Selargius
- Full name: Associazione Sportiva Dilettantistica Selargius Calcio
- Founded: 1965
- Ground: Stadio Generale Virgilio Porcu, Selargius, Italy
- Capacity: 1,200
- Chairman: Tonio Mura
- Manager: Karel Zeman
- League: Serie D/G
- 2012–13: Serie D/G, 16th
| Home colours | Away colours |

= ASD Selargius Calcio =

Italian football club

Associazione Sportiva Dilettantistica Selargius Calcio is an Italian association football club, based in Selargius, Sardinia. Selargius currently plays in Serie D.

== History ==
The club was founded in 1965.

At the end of the 1989–90 season it won a historic promotion to Serie D where it played for eleven consecutive seasons.

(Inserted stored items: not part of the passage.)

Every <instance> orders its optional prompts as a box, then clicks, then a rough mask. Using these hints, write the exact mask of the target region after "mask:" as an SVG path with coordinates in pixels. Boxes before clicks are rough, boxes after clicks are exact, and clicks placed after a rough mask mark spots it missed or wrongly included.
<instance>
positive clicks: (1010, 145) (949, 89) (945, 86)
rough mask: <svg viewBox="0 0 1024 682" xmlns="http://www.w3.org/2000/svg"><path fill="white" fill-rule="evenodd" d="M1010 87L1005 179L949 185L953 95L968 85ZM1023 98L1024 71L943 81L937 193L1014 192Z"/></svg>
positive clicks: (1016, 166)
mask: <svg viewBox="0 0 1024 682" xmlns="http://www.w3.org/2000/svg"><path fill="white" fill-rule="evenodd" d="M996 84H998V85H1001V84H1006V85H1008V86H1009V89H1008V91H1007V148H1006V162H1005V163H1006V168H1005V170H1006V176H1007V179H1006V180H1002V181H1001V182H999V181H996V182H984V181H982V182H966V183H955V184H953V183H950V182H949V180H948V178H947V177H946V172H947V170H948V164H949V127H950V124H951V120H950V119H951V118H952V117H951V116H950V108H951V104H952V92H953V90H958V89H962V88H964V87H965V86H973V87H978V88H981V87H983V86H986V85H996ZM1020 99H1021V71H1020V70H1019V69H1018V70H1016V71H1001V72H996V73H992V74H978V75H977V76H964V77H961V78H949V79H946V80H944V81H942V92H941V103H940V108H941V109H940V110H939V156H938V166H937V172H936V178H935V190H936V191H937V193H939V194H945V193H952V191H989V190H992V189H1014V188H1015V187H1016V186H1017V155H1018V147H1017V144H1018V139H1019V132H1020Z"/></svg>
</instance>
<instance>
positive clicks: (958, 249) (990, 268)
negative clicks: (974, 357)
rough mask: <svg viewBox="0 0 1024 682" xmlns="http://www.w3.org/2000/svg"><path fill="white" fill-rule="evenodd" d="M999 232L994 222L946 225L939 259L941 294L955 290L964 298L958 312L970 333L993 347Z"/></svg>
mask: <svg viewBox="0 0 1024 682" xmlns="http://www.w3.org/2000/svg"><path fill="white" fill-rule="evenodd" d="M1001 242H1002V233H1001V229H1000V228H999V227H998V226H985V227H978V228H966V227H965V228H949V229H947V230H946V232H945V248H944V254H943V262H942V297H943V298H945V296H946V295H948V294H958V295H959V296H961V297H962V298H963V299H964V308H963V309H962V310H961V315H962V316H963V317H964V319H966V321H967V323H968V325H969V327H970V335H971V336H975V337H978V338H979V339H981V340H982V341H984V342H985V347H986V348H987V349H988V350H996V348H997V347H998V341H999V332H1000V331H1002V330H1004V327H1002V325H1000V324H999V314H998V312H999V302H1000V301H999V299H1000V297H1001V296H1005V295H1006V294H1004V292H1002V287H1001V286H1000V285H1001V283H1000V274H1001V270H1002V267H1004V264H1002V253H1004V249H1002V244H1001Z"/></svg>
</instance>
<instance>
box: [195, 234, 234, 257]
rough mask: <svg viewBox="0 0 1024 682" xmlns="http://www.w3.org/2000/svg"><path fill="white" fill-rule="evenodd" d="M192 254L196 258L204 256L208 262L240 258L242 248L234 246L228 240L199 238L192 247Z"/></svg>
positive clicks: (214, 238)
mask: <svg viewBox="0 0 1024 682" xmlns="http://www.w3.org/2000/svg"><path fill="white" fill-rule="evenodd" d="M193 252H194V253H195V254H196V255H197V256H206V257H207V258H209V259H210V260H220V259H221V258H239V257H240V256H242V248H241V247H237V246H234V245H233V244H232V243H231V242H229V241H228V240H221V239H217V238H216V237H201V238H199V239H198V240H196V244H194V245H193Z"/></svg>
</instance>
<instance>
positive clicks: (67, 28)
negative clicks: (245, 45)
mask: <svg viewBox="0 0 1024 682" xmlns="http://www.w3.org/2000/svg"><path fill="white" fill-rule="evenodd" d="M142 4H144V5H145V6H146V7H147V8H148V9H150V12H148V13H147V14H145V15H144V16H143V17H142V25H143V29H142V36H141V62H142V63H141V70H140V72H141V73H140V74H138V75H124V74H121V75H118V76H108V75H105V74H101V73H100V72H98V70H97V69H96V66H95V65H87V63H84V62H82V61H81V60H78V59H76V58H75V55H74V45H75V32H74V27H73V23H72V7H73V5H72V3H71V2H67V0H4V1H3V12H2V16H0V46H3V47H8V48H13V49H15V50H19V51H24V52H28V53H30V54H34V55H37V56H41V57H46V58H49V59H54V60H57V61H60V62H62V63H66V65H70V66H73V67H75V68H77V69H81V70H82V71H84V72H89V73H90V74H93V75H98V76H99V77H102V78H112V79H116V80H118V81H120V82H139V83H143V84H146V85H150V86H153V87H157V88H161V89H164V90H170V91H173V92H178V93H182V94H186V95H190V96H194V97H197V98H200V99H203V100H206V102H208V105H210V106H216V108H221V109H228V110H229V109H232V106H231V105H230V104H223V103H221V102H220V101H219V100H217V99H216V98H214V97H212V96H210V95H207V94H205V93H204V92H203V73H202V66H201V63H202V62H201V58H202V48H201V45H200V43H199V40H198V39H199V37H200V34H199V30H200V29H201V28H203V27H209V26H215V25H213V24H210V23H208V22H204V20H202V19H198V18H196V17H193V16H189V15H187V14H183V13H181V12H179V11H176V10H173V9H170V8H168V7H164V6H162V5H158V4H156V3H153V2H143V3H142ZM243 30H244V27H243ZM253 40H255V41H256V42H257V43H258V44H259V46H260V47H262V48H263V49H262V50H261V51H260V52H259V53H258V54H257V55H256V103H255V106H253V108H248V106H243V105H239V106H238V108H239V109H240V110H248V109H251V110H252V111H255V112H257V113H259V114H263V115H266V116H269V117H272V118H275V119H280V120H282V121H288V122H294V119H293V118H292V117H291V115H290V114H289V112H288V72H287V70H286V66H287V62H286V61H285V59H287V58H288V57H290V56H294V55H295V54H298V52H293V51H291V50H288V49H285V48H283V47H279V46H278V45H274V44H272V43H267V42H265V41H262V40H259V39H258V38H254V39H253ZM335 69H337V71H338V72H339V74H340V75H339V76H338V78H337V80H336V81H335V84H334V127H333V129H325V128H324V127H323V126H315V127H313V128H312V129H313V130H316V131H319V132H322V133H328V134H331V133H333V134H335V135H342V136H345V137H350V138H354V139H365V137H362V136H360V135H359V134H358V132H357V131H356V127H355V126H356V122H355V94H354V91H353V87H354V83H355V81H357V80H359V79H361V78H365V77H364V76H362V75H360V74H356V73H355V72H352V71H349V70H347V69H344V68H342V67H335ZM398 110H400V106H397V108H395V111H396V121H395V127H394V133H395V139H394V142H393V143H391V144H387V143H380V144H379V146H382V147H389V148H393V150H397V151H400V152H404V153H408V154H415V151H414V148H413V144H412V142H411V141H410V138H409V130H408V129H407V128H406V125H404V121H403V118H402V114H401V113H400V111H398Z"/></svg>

At the end of the 2000–01 season it was relegated to Eccellenza, where it stayed with mixed results until season 2008–09, when Selargius won the national play-off returning so to Serie D.

==Chronology==

- 1965: Foundation of Selargius Calcio in Terza Categoria
- 1980–81: 7th in Promozione Girone A.
- 1981–82: 8th in Promozione Girone A.
- 1982–83: 2nd in Promozione Girone A.
- 1983–84: 11th in Promozione Girone A.
- 1984–85: 4th in Promozione Girone A.
- 1985–86: 10th in Promozione Girone A.
- 1986–87: 7th in Promozione Girone A.
- 1987: Merger with G.S. Orione.
- 1987–88: 10th in Promozione Girone A.
- 1988–89: 12th in Promozione Girone A.
- 1989–90: 1st in Promozione Girone A.
- 1990–91: 3rd in Serie D.
- 1991–92: 10th in Serie D
- 1992–93: 7th in Serie D.
- 1993–94: 9th in Serie D.
- 1994–95: 3rd in Serie D.
- 1995–96: 6th in Serie D.
- 1996–97: 11th in Serie D.
- 1997–98: 6th in Serie D.
- 1998–99: 11th in Serie D.
- 1999–00: 11th in Serie D.
- 2000–01: 17th in Girone G of Serie D. Relegated to Eccellenza Sardinia.
- 2001–02: 6th in Eccellenza Sardinia.
- 2002–03: 9th in Eccellenza Sardinia.
- 2003–04: 4th in Eccellenza Sardinia.
- 2004–05: 4th in Eccellenza Sardinia.
- 2005–06: 11th in Eccellenza Sardinia.
- 2006–07: 13th in Eccellenza Sardinia. Saved in play-out classified as best in the league, 1–1 outside and 3–3 at home against the Ilvamaddalena.
- 2007–08: 3rd in Eccellenza Sardinia. Won in regional play-off and eliminated in first turn in National play-off.
- 2008–09: 5th in Eccellenza Sardinia.. Won in national play-off (2–0 at home and 0–0 outside to Civitanovese). Promoted to Serie D
- 2009–10: 5th in Girone G of Serie D. Lost in the final of regional play-off (3–0 by Pomezia).
- 2010–11: 12th in Girone G of Serie D.
- 2011–12: 11th in Girone G of Serie D.

== Colors and badge ==
The team's colors are white and red.

== Stadium ==
The club plays its home matches in the Stadio Generale Virgilio Porcu with 1,200 seats located in the city.